I disagree. It's a presumption to think that because someone wants to experiment/test something specific that the person automatically assumes they're in a better position to judge. I think the gist of what the OP is saying is that experimentation is the backbone of learning. It's no different, as far as I can tell, than ki tests.
It's analogous to expressing ideas here on Aikiweb: I put forth whatever is on my mind to see what I get in response. Just because I say "I think this or that" doesn't mean I assume I am right...largely because I respect my own ignorance (certainly I'm better sometimes more than others at displaying that
). Similarly, if my training partner and I have an understanding about what we're doing (hence the mention of "ask"-ing in the OP), I should be able to try things like being unmoveable or otherwise gripping in different ways.
The problem comes when our partner doesn't know what we're trying to do or doesn't agree that that is the appropriate time to try it out. If we resist technique during demonstration, as but one obvious example, our partner may quit the process altogether rather than find a solution to the experiment, and we might be left thinking "oh he couldn't do it."
And, personally, I would say it's always
a case of the blind leading the blind; it's just that we're all blind in different ways and to different extents. We learn to "see" by feeling our way around, usually bumping into things unexpectedly, and tracking the experience in order to find our best approximation of the Way(s) of things.
Like I've stated before, I see no issue with Aikidoka of the same peer giving good spirited challenge to one another, I agree the benefit it gives to growth. This is a point I think you and I are in complete agreement of!
Experimenting is different than testing some one IMO.
My issue comes with the concept of "testing". The OP gave forth a scenario where one could judge the extent of another by simply grabbing them then gauging their response. My opinion is that only some one who ,in honesty, is of greater experience than you can gauge the abilities of others in this way accurately. Otherwise, under the scenario put forth by the OP, how are we to determine or judge that a successful throw is the success of the nage, or the failure of the person who is doing the testing?

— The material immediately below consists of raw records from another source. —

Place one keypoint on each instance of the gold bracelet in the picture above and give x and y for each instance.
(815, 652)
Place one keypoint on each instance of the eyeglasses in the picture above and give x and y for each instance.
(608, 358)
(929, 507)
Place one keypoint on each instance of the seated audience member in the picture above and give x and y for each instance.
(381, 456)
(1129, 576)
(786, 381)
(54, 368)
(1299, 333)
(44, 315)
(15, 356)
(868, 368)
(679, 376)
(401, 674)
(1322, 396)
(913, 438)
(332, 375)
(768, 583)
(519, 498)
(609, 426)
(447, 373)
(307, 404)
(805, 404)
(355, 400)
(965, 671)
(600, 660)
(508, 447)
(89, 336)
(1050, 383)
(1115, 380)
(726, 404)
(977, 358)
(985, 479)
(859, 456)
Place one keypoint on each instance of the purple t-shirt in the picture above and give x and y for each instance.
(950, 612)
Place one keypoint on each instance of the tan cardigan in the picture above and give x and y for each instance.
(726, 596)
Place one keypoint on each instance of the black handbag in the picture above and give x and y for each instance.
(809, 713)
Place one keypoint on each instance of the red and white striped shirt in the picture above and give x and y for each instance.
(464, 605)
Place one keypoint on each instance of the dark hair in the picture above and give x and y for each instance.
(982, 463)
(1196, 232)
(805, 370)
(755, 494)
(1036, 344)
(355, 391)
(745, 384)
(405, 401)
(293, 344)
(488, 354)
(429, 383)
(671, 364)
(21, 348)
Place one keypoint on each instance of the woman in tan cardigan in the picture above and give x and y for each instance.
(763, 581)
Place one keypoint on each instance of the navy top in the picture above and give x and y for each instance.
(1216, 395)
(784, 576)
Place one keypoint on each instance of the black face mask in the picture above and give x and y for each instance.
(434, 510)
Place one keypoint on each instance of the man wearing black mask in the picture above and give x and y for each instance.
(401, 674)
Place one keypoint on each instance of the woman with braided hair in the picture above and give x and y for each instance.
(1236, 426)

If you agree we are the blind leading the blind in many respects, then it is impossible for us to gauge each other accurately. Thus, IMO, we should just train and learn, without setting up scenarios in which we can judge our classmates, but continue to judge ourselves. Also, we should allow our instructors to keep tab on our progress and tell us when we are lacking and how to fix it along the way.
Again, I'm in agreement with you on the subject of good-spirited challenges. But the results of which are for each person to take away from with a grain of salt about themselves, to develop themselves. I don't consider good-spirited challenges as a means to judge each other, but yourself.